Recommendations for continuation, tenure and promotion are based on the following criteria that are stated in our Faculty Handbook.

B. Requirements for Tenure
1. Principal considerations with respect to awarding tenure, all of which must be met, are:
a. The University's present and projected future need in the faculty member's area of competence.
b. Qualification of the individual for the position to be filled. In this regard, it is expected that the individual will hold the terminal degree or its equivalent in his/her field.
c. The potential contribution of the faculty member during a professional lifetime of association with the University.
d. Quality of the individual's performance at University of Mount Union during the probationary period. While detailed factors to be considered in applying each of the criteria cannot be developed with precision, the following delineation of the factors is generally applicable:

C. Effectiveness in Teaching
1. Meeting of all classes as scheduled, use of appropriate and effective pedagogical techniques, organization, fair and clear course policies, and appropriate academic rigor. Out-of-class factors such as availability to students, quality of student conferences and academic advising, and commitment to the best long-term interests of the students are also included.
2. Maintenance of professional competence and/or required certification necessary to remain current in one's field and higher education generally, course revision and development, attending professional meetings, involvement in pedagogical issues, etc.
D. Professional Development and Scholarly Activity
1. Professional development is development of teaching that goes beyond normal
professional maintenance, such as establishing areas of expertise not previously within one's capabilities. This could also be development leading to courses previously outside one's area of competence or development of pedagogical approaches not previously used, achieving additional professional certifications, etc.
2. Scholarly activity is participation in one's field as a professional. This includes activities involving the production of original work, research leading to scholarly papers or books, creative work, presentations at professional meetings, participation in faculty development workshops and seminars, enhanced expertise in clinical work, etc.
E. Contribution to the Total University Community
1. Includes work within the department, committee work, recruiting, on-campus
presentations, advising student organizations, attending faculty meetings, attending campus academic and cultural events, etc.
F. Contribution to Civic and Community Life
1. This includes activities in the broader community that reflect positively on the University.

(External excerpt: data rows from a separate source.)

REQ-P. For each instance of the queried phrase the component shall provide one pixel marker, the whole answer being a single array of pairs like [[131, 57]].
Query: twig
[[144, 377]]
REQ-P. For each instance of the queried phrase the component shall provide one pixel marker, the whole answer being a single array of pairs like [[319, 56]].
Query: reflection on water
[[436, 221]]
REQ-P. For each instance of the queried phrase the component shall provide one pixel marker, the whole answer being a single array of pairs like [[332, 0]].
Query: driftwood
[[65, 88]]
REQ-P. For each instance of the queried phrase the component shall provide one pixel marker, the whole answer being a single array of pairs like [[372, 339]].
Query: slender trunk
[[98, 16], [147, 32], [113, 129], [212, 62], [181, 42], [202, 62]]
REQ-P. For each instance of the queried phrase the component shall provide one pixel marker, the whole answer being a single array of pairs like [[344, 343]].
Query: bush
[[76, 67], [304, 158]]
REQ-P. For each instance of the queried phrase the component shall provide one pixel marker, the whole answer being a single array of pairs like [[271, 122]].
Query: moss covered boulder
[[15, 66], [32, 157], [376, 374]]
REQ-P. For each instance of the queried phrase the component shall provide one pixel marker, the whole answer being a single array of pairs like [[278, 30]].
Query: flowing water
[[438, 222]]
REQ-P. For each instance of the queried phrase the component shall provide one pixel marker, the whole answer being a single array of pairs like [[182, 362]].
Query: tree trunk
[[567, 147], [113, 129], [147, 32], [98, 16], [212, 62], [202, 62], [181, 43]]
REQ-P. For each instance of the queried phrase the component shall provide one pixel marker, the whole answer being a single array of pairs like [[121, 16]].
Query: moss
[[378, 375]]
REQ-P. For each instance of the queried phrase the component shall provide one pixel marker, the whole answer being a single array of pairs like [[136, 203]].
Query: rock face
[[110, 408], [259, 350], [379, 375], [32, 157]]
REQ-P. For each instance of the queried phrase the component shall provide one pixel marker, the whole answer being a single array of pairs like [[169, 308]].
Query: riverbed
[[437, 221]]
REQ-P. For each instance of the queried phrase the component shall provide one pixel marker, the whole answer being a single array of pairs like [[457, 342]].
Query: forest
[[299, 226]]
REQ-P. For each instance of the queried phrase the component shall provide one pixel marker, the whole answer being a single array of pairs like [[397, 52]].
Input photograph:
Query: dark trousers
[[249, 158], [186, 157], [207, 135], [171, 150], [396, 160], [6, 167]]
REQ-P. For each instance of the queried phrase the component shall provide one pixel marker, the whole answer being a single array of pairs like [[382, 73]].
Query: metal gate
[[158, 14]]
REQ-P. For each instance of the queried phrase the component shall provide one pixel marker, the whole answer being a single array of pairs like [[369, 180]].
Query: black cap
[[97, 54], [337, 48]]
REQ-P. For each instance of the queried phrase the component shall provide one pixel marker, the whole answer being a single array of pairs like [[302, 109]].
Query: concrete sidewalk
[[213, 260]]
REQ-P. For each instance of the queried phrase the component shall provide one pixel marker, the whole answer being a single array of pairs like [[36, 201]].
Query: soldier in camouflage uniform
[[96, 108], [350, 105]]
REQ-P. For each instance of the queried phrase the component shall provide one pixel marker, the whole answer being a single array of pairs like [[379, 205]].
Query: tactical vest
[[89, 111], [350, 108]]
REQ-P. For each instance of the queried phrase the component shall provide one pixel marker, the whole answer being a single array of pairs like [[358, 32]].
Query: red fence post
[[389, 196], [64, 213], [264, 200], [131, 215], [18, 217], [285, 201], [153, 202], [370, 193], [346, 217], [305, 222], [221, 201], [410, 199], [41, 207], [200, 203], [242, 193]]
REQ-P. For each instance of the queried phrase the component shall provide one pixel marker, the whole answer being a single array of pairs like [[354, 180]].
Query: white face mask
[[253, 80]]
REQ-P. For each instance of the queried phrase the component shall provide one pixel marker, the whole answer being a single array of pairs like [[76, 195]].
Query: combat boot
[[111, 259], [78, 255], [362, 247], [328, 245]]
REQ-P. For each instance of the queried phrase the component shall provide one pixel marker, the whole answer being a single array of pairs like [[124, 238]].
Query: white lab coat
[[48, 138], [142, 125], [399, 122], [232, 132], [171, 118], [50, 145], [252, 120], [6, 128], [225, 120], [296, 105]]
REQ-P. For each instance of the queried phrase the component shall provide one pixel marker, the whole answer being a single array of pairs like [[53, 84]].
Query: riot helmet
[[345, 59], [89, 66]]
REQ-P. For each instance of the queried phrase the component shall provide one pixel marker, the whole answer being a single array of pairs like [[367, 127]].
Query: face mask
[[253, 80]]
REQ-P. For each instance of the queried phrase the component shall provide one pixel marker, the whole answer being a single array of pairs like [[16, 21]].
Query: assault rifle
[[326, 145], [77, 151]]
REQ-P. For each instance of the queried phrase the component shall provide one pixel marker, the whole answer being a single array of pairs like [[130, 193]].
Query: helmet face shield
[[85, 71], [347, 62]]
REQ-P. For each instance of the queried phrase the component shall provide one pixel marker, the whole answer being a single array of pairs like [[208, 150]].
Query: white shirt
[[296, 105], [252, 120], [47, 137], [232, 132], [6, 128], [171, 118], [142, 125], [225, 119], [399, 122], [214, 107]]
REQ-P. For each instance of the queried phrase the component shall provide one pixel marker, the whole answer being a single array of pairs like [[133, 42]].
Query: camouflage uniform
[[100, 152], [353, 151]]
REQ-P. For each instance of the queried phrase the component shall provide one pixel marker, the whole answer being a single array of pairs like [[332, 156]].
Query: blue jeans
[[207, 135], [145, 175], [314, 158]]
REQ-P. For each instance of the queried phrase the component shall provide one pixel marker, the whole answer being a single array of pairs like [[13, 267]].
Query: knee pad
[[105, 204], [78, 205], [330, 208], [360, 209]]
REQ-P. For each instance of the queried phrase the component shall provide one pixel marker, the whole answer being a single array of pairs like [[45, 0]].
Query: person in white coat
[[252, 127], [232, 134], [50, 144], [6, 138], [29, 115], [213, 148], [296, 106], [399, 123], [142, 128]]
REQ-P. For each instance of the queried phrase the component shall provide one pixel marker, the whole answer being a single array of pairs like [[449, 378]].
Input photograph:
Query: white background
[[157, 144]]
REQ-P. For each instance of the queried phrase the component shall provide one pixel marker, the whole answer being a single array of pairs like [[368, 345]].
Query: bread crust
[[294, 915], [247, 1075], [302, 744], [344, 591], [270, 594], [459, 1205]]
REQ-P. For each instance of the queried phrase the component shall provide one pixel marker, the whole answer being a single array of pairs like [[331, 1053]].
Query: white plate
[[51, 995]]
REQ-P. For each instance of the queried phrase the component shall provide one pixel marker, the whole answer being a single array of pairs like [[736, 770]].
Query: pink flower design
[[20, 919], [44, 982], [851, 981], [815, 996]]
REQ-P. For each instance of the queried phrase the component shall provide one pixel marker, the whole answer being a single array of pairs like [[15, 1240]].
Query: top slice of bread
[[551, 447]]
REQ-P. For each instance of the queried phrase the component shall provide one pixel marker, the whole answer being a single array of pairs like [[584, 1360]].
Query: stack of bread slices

Professional Development and Scholarly Activity
It defines above Professional development as "development of teaching that goes beyond normal professional maintenance, such as establishing areas of expertise not previously within one's capabilities. This could also be development leading to courses previously outside one's area of competence or development of pedagogical approaches not previously used, achieving additional professional certifications, etc."

This statement in the handbook does not indicate that interdisciplinary research is valued differently than is disciplinary research, but is encouraged - go beyond one's comfort level. Our institution values and promotes interdisciplinary work and explicitly requires it of our students through the general education (Integrative Core) requirements.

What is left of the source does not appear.